Barois prend sur son bureau un dossier qu'il feuillète. Il fait un effort pour concentrer son attention.

BAROIS.—Il y a d'abord dans votre réponse quelque chose qui, je l'avoue, m'a choqué infiniment: c'est le mépris manifeste en lequel vous tenez vos aînés, quoi qu'ils aient fait. Croyez qu'il n'y a dans cette observation rien de personnel: c'est le principe qui me surprend. Car ce n'est pas seulement insouciance de jeunesse: votre arrogance a quelque chose d'assuré, de réfléchi, d'intentionnel. (Souriant.) Nous aussi, nous étions convaincus d'avoir raison; mais il me semble que nous respections davantage ceux qui nous avaient précédés. Nous avions,—comment dire?...—une certaine modestie; ou, plus exactement, le sentiment que nous pouvions nous tromper... Vous, au contraire, vous paraissez certains de représenter seuls la partie saine de la jeunesse...

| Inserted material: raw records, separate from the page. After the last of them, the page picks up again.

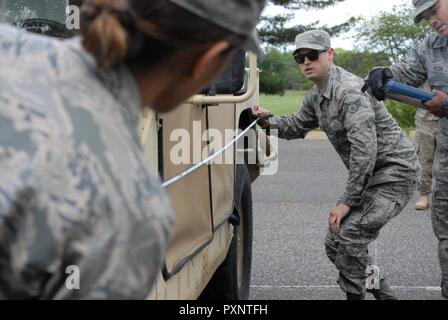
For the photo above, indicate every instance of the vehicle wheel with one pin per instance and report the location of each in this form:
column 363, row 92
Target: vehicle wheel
column 231, row 280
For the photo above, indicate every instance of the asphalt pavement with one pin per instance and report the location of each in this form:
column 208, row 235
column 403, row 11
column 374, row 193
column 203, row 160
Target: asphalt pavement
column 290, row 222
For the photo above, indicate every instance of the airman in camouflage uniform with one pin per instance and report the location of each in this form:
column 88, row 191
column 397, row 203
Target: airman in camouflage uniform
column 382, row 162
column 426, row 125
column 428, row 62
column 75, row 193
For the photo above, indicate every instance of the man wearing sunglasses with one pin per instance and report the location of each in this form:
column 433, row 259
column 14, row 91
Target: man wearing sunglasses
column 428, row 61
column 382, row 162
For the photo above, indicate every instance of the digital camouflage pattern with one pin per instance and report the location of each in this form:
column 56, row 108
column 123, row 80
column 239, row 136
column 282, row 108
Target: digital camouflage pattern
column 313, row 39
column 427, row 61
column 369, row 141
column 382, row 163
column 421, row 6
column 426, row 125
column 74, row 189
column 348, row 250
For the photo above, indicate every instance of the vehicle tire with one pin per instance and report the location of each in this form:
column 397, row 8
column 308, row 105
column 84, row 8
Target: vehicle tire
column 231, row 280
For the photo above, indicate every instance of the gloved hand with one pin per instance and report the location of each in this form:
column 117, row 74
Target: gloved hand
column 376, row 81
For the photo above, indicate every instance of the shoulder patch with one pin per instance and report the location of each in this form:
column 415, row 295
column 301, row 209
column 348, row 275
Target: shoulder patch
column 354, row 106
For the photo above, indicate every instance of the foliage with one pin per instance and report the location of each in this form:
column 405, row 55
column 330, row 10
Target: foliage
column 280, row 73
column 403, row 113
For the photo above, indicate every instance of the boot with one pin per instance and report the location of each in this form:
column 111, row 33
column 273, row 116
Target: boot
column 422, row 203
column 384, row 292
column 352, row 296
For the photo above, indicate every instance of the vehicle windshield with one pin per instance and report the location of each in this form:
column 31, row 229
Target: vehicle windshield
column 40, row 16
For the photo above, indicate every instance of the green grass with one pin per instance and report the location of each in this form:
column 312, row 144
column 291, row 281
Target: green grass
column 282, row 105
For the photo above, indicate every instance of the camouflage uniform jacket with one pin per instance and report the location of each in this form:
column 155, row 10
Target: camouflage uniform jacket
column 369, row 141
column 74, row 188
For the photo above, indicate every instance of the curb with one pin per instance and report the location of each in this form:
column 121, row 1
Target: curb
column 318, row 135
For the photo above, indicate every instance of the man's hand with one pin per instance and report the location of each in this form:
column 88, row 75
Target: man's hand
column 376, row 81
column 437, row 105
column 336, row 216
column 258, row 111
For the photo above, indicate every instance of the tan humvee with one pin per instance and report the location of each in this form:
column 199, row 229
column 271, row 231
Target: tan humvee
column 209, row 254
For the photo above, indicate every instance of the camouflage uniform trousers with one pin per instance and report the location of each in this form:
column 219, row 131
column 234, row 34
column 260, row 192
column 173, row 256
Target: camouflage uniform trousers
column 439, row 212
column 348, row 250
column 425, row 141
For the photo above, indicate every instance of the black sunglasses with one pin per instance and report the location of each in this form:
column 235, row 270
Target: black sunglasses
column 312, row 56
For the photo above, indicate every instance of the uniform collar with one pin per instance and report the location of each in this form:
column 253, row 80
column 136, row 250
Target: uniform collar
column 440, row 42
column 119, row 81
column 325, row 92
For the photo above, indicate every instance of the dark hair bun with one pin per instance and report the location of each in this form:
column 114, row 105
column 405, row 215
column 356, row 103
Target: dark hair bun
column 105, row 33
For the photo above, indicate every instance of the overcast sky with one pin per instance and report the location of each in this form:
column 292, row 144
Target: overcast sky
column 339, row 14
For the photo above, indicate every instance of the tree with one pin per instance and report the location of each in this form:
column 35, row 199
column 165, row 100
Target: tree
column 273, row 30
column 391, row 32
column 280, row 72
column 359, row 62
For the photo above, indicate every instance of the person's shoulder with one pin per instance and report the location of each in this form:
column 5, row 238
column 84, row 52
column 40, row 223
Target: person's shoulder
column 346, row 84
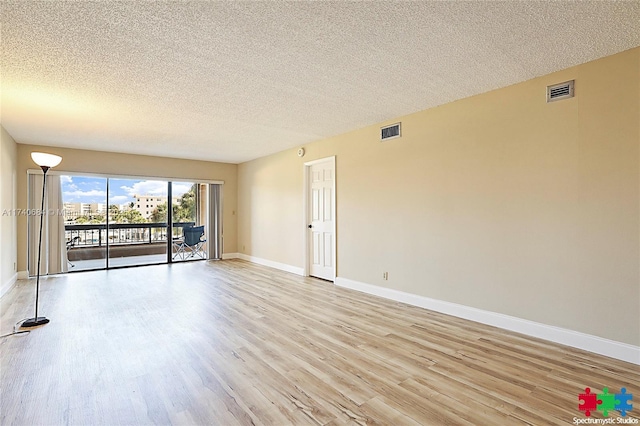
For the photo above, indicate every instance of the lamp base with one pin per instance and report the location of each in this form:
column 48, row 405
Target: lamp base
column 33, row 322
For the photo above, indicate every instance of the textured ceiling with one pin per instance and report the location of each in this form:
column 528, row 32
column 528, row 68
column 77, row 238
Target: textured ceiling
column 233, row 81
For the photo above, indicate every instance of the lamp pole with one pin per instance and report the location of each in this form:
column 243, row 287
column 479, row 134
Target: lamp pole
column 45, row 161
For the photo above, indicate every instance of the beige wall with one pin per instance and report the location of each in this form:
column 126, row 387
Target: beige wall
column 500, row 202
column 8, row 222
column 75, row 160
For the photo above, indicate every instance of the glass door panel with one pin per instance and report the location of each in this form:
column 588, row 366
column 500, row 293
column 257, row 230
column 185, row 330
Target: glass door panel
column 137, row 226
column 187, row 215
column 85, row 211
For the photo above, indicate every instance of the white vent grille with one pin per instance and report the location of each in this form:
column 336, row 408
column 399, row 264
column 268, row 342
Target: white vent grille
column 390, row 132
column 560, row 91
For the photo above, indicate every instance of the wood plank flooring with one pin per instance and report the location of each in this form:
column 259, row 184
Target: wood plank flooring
column 233, row 343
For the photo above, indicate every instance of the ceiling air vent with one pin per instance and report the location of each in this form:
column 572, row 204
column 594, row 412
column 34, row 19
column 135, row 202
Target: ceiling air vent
column 390, row 132
column 560, row 91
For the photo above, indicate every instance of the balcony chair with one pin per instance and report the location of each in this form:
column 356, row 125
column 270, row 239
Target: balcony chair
column 71, row 244
column 191, row 244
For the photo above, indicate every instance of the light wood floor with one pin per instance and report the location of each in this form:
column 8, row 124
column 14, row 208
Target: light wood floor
column 226, row 343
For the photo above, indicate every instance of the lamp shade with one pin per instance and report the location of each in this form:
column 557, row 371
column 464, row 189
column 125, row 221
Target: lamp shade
column 45, row 160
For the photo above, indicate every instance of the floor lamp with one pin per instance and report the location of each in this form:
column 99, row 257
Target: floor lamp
column 45, row 161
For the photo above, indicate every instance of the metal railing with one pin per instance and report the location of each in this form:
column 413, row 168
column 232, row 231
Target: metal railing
column 97, row 234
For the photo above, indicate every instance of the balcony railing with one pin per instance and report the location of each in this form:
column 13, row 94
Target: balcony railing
column 97, row 234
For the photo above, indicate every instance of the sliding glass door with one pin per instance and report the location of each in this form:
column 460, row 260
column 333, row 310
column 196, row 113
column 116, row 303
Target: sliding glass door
column 116, row 222
column 188, row 221
column 137, row 227
column 85, row 221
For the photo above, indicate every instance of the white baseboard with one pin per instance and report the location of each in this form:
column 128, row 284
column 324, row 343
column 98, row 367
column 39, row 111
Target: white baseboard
column 599, row 345
column 9, row 284
column 277, row 265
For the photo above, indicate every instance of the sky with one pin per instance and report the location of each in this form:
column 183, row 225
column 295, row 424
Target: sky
column 81, row 189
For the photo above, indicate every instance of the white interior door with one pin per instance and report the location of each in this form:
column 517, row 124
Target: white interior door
column 321, row 219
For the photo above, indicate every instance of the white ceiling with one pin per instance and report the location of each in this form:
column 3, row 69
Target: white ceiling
column 234, row 81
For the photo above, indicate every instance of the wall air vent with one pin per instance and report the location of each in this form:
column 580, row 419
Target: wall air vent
column 390, row 132
column 560, row 91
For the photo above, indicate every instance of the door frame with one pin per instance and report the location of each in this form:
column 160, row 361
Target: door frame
column 306, row 198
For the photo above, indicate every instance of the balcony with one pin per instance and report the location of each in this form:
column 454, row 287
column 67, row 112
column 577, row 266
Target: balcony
column 129, row 244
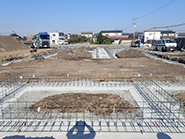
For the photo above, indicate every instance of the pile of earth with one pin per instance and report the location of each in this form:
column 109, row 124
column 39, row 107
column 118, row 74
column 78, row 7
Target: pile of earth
column 9, row 43
column 80, row 102
column 131, row 53
column 74, row 54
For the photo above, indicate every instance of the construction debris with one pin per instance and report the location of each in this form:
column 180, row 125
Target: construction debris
column 80, row 102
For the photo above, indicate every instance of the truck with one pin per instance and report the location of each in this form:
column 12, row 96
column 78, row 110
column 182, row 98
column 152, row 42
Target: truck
column 41, row 40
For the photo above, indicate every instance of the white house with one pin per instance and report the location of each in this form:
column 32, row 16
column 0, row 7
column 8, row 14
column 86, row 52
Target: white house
column 112, row 32
column 87, row 34
column 57, row 37
column 152, row 35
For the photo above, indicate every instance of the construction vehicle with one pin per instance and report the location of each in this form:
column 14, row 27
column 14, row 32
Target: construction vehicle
column 41, row 40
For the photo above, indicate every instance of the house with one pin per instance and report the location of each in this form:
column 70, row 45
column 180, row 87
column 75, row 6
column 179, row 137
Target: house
column 112, row 32
column 169, row 34
column 152, row 35
column 87, row 34
column 57, row 37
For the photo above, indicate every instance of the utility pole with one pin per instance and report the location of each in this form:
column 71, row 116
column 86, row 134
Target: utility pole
column 134, row 26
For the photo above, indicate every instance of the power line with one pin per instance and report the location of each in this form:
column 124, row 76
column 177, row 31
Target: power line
column 170, row 2
column 177, row 25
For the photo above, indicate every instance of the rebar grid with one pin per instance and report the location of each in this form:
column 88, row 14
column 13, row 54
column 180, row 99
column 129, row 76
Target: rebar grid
column 158, row 106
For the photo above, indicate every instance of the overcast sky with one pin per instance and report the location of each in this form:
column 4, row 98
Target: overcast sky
column 28, row 17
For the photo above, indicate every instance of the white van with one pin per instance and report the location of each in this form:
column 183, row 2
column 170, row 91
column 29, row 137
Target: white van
column 165, row 45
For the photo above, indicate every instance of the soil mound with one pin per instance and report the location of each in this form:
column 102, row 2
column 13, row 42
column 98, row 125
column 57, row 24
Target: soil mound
column 131, row 53
column 80, row 102
column 74, row 54
column 8, row 43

Et pourtant, il y a bien à dire! Car enfin le nationalisme que vous prêchez, est, par définition, une anomalie; ce n'est pas une attitude naturelle pour un peuple; c'est une posture de combat, une parade défensive!

GRENNEVILLE (voix jeune, un peu caustique).—Tout à fait exact. Il est en effet regrettable que la France soit, en ce moment, obligée de se contracter pour expulser d'elle un germe qui serait mortel,—exactement comme un organisme vigoureux dans lequel se serait introduit un corps étranger.

BAROIS.—Ce germe, c'est?

GRENNEVILLE (offensif).—-L'anarchie.

Il s'arrête, prêt à la riposte.

Barois le regarde placidement.

GRENNEVILLE (demi-sourire).—Vous ne nierez pas, monsieur, que notre pays soit en proie à une véritable anarchie? Anarchie raisonnée, sans éclats, mais généralisée, et progressivement destructive... La cause n'en est pas secrète: la majorité, lorsqu'elle a perdu ses croyances traditionnelles, a perdu en même temps sa mesure d'appréciation, les éléments les plus nécessaires à son équilibre.